Guest AuthorRaja Jamalamadaka

Here’s how a COO productively works JUST 7 hours a day…

By | Raja Jamalamadaka | Industry speaker | Neuroscience coach | Marshall Goldsmith awardee | Author | LinkedIn Top voice | IIT | Harvard

Some months back, I received an unusual request for help. Sandra (name changed) – the CHRO at a mid–sized organization acquired by a well-known private equity (PE) firm – was in a disturbed state. Her grouse? Her COO and the rest of the CXO’s team (CFO, CIO, CLO etc) were locked in a messy cold war that had become the talk of the office. The reason? Culture differences. The CXO’s alleged that the COO – let’s call him Tom –wasn’t serious about his work. While the remaining CXO’s worked nearly 14 hours a day – not to mention weekends – while still struggling to meet the tough acquisition business targets, Tom put in an “abysmal” seven hours – and he never worked weekends. Worse, Tom expected the same seven hours from his reports – causing excitement among them but a lot of heartburn in the teams reporting to the remaining CXO’s. The CXO’s alleged that at their levels, it was impossible to complete all the work in seven hours. Sandra was pulled in to understand the situation and “straighten” the COO.

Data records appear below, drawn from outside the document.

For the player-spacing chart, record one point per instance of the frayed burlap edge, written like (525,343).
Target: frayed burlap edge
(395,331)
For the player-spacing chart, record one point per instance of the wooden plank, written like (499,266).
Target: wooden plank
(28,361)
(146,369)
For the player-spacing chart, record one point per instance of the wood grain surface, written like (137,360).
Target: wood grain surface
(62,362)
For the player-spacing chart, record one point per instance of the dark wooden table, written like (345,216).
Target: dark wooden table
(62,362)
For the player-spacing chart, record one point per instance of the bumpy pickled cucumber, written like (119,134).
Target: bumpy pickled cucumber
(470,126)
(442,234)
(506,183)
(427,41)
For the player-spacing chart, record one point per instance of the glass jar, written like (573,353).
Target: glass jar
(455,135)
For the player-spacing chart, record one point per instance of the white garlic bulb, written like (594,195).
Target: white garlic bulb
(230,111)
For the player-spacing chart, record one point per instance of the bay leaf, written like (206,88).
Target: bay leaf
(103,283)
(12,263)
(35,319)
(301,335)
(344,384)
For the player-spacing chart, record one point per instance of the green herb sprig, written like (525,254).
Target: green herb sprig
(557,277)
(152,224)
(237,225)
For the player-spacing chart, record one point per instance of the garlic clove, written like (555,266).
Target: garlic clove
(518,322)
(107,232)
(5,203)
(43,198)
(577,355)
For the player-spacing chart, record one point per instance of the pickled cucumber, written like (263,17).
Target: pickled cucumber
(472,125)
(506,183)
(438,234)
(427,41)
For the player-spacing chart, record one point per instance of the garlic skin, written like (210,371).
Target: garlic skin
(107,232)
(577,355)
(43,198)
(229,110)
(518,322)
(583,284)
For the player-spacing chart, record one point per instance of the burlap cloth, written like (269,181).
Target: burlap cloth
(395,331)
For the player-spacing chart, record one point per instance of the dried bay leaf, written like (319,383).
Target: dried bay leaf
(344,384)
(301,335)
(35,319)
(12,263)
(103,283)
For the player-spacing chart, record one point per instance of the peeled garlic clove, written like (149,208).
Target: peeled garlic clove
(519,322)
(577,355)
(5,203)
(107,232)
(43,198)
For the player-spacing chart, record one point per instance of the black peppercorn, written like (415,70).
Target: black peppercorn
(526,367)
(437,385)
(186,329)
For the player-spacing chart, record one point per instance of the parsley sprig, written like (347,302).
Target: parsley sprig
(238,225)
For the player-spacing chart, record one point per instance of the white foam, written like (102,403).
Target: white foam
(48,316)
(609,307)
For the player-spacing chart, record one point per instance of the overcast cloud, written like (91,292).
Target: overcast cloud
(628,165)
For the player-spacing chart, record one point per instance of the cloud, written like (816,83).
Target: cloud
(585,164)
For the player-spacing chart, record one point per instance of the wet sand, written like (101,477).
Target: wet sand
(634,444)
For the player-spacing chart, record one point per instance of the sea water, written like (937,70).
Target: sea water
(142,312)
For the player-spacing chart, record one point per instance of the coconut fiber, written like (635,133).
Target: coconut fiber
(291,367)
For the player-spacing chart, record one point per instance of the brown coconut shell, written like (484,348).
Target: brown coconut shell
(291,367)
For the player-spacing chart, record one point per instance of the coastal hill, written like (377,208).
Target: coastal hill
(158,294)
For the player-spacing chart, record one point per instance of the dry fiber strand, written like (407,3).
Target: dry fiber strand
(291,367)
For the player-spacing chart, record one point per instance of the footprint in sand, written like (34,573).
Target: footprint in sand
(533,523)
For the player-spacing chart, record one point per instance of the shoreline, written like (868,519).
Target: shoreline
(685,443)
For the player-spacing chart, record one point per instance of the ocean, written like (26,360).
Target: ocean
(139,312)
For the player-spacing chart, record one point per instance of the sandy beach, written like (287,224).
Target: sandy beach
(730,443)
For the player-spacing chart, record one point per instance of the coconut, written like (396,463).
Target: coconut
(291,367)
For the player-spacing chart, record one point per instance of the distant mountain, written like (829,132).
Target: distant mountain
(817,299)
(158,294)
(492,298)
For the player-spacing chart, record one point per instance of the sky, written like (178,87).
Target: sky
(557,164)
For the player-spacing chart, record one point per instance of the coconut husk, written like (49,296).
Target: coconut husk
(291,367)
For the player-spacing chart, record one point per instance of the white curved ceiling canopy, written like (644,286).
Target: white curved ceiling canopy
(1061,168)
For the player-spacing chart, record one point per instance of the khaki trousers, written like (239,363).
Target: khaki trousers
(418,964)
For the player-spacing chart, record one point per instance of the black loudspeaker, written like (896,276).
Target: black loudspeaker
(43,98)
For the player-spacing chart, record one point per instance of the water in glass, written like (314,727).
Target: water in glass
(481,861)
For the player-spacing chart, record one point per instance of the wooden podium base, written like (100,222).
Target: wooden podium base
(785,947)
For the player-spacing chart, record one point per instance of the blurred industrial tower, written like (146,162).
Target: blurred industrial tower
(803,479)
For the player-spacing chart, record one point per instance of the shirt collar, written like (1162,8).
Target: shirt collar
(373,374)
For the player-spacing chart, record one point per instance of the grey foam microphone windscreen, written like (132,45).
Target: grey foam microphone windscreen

Sandra’s investigation revealed something unusual.

1.      Despite the lower work hours, Tom actually met all his targets. Counterintuitively, the remaining CXO’s struggled.

2.      Tom seemed to ignore apparently important challenges. Mysteriously, the challenges got solved to the satisfaction of stakeholders.

3.      Sandra also found that Tom spent the least amount of time in 1:1 meetings with his reports, while other CXO’s spent way more (“At this crucial juncture, it is important to be engage staff”, the CXO’s said). That said, employee engagement scores told a different story – Tom’s team reported the highest engagement despite the fewer hours.

How could Tom get so much accomplished while the others struggled? Sandra asked me to check Tom out from a neurological perspective. I spent a couple of hours talking to Tom for a few days trying to understand his philosophy and his brain wiring. Soon everything fell in place.

His productivity secrets?

1.      Tom demarcated his office into a small “cellphone zone” and a significantly larger “cellphone-free zone” (similar to smoking and non-smoking areas.). The cellphone zones were away from his office – this meant he had to walk a fair bit to use his phone. Such an arrangement drastically reduced his cellphone usage and he gave 100% undivided attention to those who walked into his office. 

a.      Tom told me that the absence of phone distraction alone led to a 60% reduction in time spent in 1:1 meetings. This hugely improved his productivity.

  • A collateral benefit was without the cellphone, his 100% attention ensured his staff loved his “presence” and enjoyed working for him improving their engagement.

2.      His philosophy to people management was defined in two words – “listen actively”.

  • He never managed people – he managed their emotions.
  • His philosophy was that the simple act of actively listening to his people released their emotions. The non-emotional people were way more productive and happier than his peer teams.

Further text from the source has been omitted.